Sokrates’in öğretim yöntemi, doğurtucu yöntemi içerir. Bir ebe işlevi gören öğretmenin görevi, bilgiyi olduğu gibi öğrencilerine aktarmak değildir. Sokratik eğitim yöntemine damgasını vuran şey, birtakım sanılar yerine, bilginin hazır ve kolayca karara bağlanan bir şeymiş gibi zahmetsizce aktarılması değil, ancak bilen tarafından kendisine mal edilme sürecinin yalnızca onun kendi araştırmasıyla mümkün olduğunun asla unutulmamasıdır. Doğurtucu yöntem, öğretmenin, salt kendi çabasıyla bilgiyi, sanki bilgi salt temas yoluyla dolu bir kaptan boş bir kaba akabilen türden bir şeymiş gibi bir başkasının ruhuna damla damla akıtamayacağı ve bilgiyi bir başkasının ruhunda yoktan var edemeyeceği kavrayışına dayanır. Öğretmenle öğrenci arasındaki ilişki, daha çok ebeyle doğurmak üzere olan bir kadının arasındaki ilişkiye benzer. Tıpkı ebenin birtakım ilaçlar telkinler ve tekniklerle gebe kadında doğum sancılarını teşvik etmesi gibi, öğretmen de gebe ruhta, öğrencinin bilgiye duyduğu ihtiyacın farkına varmasını sağlayan ustalıklı sorgulamayla gebe ruhu araştırmaya ve sorgulamaya sevk eder. Öğretmen, bilgiyi veren kimse ya da bilginin nedeni değildir, ancak yalnızca bilginin doğuşu için bir araç, bir vesiledir.

Ebeninkinin tersine öğretmenin işi burada bitmez. Öğretmen, öğrencinin ürettiği bilgiyi sınar ve ciddi bir sınama ve eleştiri süzgecinden geçirir.

Öğretmen, yalnızca, bildiğinin hesabını verdiği ve ürettiği argümanı savunabilir hâle geldiği zaman tatmin olur (Versenyi, 2007: 122-123).

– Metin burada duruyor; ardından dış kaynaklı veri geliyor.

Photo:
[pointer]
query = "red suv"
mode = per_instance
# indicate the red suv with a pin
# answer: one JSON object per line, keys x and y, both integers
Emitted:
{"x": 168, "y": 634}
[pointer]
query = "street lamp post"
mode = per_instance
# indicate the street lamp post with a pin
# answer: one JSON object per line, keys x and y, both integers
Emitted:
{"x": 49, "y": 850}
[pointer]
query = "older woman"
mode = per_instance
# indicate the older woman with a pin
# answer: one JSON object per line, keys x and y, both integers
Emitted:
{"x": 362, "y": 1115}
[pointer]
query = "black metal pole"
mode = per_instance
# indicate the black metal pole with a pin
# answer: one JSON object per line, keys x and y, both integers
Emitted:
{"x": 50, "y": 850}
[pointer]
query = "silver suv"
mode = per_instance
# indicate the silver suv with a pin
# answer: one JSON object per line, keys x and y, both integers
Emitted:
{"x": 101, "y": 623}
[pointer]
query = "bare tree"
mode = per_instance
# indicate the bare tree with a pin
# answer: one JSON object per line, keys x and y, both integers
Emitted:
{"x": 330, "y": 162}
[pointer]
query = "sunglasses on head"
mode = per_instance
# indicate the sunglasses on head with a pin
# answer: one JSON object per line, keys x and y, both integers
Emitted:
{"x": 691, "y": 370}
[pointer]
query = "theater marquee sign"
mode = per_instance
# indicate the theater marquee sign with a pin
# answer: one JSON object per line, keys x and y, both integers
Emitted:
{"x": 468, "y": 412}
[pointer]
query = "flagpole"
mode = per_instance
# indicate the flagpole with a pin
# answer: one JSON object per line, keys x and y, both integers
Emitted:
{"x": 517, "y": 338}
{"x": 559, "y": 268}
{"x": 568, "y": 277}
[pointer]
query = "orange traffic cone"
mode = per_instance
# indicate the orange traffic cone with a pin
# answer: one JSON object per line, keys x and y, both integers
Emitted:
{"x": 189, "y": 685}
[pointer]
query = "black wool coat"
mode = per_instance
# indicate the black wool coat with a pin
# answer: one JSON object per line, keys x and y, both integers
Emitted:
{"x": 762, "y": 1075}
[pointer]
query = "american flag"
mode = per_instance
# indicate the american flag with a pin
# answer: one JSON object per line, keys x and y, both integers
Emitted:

Onun için, öğretmenin öğrenci üzerindeki mutlak otoritesini reddeden Sokrates’in eğitim metodu, öğretmenin kendi bilgi ve kurallarını öğrenciye aktarması şeklinde işleyen bir yöntem değil, bilakis öğrenciyle birlikte belli bir konuda bilgi sahibi olma yöntemidir.